Cancer Talk #30: What’s Next?

Mid 2016

After several rounds of chemo, my doctor told me I needed to get a PET scan. I hate PET scan. I don’t mind the actual process of PET scan, but I really dislike that moment when the result is in my doctor’s hand.

Anyway, I took my PET scan as planned and guess what? My cancer was almost all gone except for a small part. I was mad, because ALMOST is not good enough for me, I wanted to hear it’s ALL gone.

My doctor looked at my result and he told me that he thinks chemo wasn’t working anymore. Well, he could keep giving me chemo and it would probably make that small part go away but chances are, it would come back again.

I just stood there, in front of my doctor as he told me this and didn’t know what to think except: when will this end? I felt like walking in a dark tunnel, waiting to see a light but nothing, just darkness.

He told me about a treatment called stem cell transplant. It wasn’t the first time I heard this treatment because he suggested it earlier in the year but I refused to do it since I wanted to try chemo first.

Basically the transplant would be with my own stem cell, and so the match would be 100%. The process itself wasn’t difficult or painful but the side effects would be tough. I listened as he explained to me the steps. I tried to be calm but I wasn’t. I didn’t want to do this but what choice do I have?

After some considerations, I decided to do this transplant. I might as well fight this with all my might.


The steps to stem cell transplant was quite simple thought it took quite a while to do all the steps:

  1. They put another catheter (Central Venous Catheter, CVC) through my neck into the large vein there so that it would be easier when they take my stem cells. I still had my PICC line (the small catheter) on my arm but they couldn’t use that to get my stem cells since it was too small.
  2. They took my stem cell through that CVC. Then they stored the stem cell.
  3. I did radiation five times then they told me to go home for some weeks to rest.
  4. I went back to the hospital to receive my high dose chemo for 6 days. This chemo was different from my usual chemo, the dose was a lot more and it was meant to destroy all remaining cancer cells.
  5. After the 6 days of high dose chemo, they “gave me back” my stem cells through IV. This process was actually quite straight forward and didn’t hurt at all.
Here we go again

After the stem cell infusion, my immune system immediately dropped for several days (it was expected) then slowly it went up. I was not allowed to leave the hospital for a few weeks and after I got out I wasn’t allowed to leave Malaysia until my doctor told me it was fine.

My doctor kept saying that I would become like a baby after the transplant. My immune system was like a baby’s and I was to be very careful at least for the first year after transplant.

I’ll write in more detail about this transplant later on.

Right now I am six months after transplant. Everything is good and I am due for another PET scan. As you are reading this, I am probably on my way to Kuala Lumpur to get my scan. I am scared, petrified of the result but I can only hope.


20 thoughts on “Cancer Talk #30: What’s Next?

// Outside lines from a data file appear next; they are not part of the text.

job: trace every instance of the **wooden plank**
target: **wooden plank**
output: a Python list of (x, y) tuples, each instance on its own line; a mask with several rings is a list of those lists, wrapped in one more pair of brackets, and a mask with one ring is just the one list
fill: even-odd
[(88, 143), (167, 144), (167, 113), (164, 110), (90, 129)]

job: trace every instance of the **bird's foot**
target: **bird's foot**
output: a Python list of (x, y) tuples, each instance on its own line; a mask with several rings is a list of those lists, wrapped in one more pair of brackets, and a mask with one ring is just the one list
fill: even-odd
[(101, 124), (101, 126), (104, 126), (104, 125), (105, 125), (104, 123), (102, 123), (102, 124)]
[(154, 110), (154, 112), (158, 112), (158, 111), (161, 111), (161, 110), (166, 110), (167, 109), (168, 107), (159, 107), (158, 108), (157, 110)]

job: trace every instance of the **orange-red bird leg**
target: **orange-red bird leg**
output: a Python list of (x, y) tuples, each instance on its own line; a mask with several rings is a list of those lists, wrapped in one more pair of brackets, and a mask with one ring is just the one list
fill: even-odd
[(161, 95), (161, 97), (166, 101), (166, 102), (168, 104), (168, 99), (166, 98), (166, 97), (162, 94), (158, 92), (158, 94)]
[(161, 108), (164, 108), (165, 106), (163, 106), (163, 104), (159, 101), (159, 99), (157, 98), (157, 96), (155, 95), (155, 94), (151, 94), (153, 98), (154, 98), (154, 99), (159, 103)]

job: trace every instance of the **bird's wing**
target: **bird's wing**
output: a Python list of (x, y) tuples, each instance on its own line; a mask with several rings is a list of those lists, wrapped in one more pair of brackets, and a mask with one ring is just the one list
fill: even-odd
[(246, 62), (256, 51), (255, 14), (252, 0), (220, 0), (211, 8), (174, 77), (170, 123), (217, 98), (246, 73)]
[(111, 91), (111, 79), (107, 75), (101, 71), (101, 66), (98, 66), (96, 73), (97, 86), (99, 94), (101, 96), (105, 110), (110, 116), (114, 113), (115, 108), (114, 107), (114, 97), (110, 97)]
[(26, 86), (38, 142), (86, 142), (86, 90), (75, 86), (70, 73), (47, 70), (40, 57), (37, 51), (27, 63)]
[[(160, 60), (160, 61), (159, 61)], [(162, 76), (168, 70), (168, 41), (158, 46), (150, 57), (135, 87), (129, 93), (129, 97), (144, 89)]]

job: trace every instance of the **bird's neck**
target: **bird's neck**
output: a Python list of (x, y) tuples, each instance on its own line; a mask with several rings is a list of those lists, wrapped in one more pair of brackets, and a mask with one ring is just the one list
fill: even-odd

  1. semangat ya gaaatt.. i have a friend whose son receive a stem cell transplant from his dad because of his thalasemia. Kalo ga salah udah 1th+ and now he is okay already. Sudah mulai bs trial sekolah lg. It was when he is 2 years old and this year he will be 4. Tetep kuat ya gat!

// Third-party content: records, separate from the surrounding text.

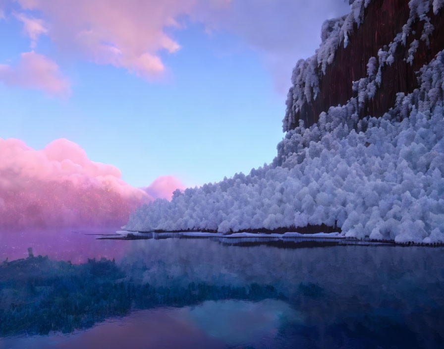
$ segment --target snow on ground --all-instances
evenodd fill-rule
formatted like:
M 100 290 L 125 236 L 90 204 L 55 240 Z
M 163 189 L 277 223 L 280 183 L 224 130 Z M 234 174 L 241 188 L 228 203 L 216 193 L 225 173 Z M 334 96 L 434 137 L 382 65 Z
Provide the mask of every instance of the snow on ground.
M 417 2 L 411 8 L 422 13 Z M 336 224 L 346 237 L 444 242 L 444 52 L 419 72 L 419 89 L 398 94 L 383 116 L 359 120 L 389 61 L 379 56 L 354 83 L 357 97 L 287 132 L 270 165 L 144 205 L 122 229 L 226 233 Z

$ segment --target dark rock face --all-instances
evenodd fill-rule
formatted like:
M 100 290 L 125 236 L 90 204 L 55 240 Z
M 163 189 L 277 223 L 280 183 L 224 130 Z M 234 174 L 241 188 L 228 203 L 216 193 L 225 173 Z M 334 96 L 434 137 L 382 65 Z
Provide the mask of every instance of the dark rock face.
M 327 112 L 332 106 L 345 104 L 354 96 L 353 81 L 367 75 L 367 64 L 372 57 L 378 57 L 380 49 L 384 49 L 393 41 L 409 17 L 407 0 L 373 0 L 364 12 L 364 22 L 358 27 L 355 24 L 348 35 L 349 43 L 344 48 L 341 43 L 334 59 L 328 65 L 325 74 L 319 70 L 320 93 L 311 103 L 306 102 L 298 113 L 296 120 L 304 120 L 306 126 L 318 121 L 319 114 Z M 427 14 L 434 30 L 429 37 L 430 45 L 421 40 L 426 23 L 417 20 L 412 24 L 406 45 L 399 45 L 394 61 L 382 69 L 382 84 L 375 96 L 367 104 L 360 117 L 368 115 L 380 116 L 393 107 L 398 92 L 410 93 L 419 87 L 416 72 L 428 63 L 444 49 L 444 11 L 437 14 L 432 10 Z M 419 42 L 414 54 L 413 64 L 406 61 L 410 44 L 414 40 Z M 289 129 L 298 126 L 298 121 L 289 125 Z

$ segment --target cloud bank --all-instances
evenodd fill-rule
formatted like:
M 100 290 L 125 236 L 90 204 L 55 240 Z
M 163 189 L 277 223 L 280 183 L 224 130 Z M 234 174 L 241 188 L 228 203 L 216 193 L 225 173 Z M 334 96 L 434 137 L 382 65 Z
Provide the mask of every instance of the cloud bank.
M 128 184 L 116 167 L 91 161 L 66 139 L 36 150 L 0 138 L 0 228 L 117 227 L 142 203 L 183 186 L 167 176 L 148 188 Z

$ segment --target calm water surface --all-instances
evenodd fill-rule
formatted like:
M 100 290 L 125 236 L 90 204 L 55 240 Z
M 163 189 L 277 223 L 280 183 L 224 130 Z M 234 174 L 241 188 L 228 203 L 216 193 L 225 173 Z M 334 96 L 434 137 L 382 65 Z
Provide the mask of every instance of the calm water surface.
M 98 237 L 0 234 L 0 348 L 444 348 L 443 248 Z

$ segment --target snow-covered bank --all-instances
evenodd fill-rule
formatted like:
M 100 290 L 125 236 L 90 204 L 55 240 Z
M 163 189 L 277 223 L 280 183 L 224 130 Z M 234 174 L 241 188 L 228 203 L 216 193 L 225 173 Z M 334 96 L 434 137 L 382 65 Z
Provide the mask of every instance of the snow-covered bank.
M 415 11 L 417 2 L 409 3 Z M 402 44 L 396 36 L 389 47 Z M 369 60 L 367 77 L 354 83 L 356 98 L 288 131 L 271 164 L 144 205 L 123 229 L 224 233 L 325 224 L 358 239 L 444 242 L 444 53 L 419 72 L 420 88 L 397 94 L 382 117 L 359 120 L 389 64 L 388 50 Z

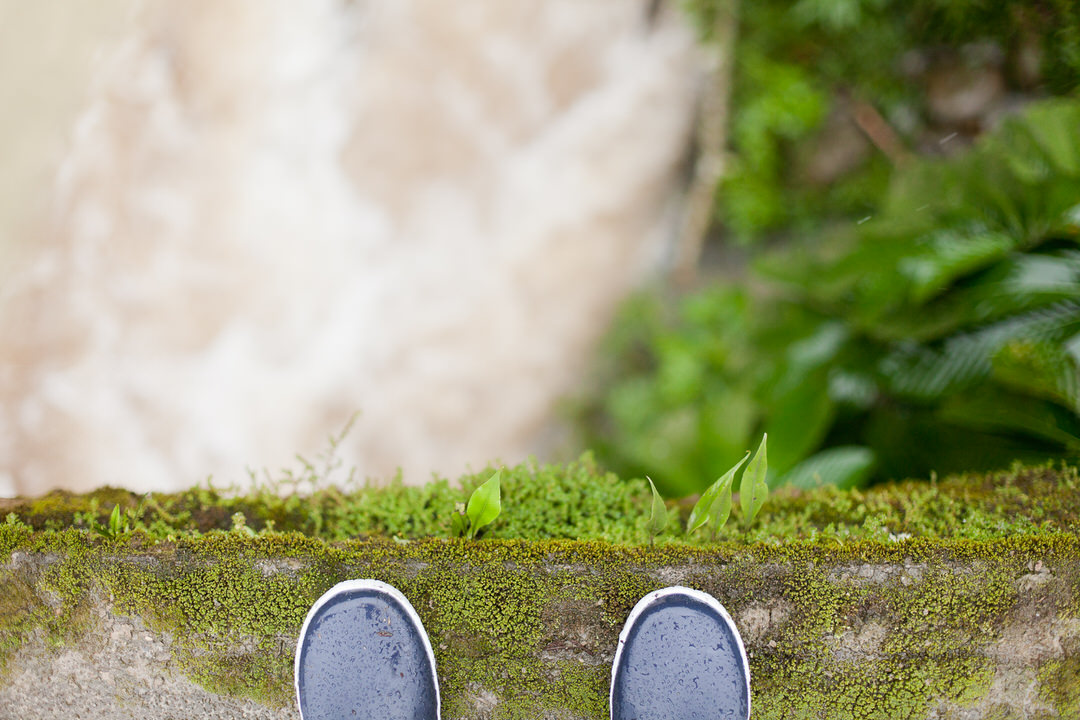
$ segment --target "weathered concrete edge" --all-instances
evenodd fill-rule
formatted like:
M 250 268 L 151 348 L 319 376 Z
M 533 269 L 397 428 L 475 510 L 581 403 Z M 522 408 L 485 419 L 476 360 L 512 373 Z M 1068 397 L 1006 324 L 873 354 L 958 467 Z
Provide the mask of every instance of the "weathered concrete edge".
M 1058 718 L 1080 710 L 1080 539 L 822 548 L 347 543 L 0 532 L 0 707 L 13 717 L 295 718 L 310 603 L 373 576 L 432 635 L 444 717 L 603 718 L 622 619 L 717 596 L 756 718 Z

  2. Semoga hasil stem cellnya baik seperti yang diinginkan dannsekarang sudah lebih sehat lagi…. aku ngikutin blog mu…. aku sendiri breast cancer survivor ❤️


  3. Aggy semoga baik hasil PET scannya 🙂
    I just found your blog… from your reason to write this, because you want to tell your side of story truly defined that you are an unicorn 🙂 Kamu hebat sekali menuliskan hal yang aku tau sulit buatmu.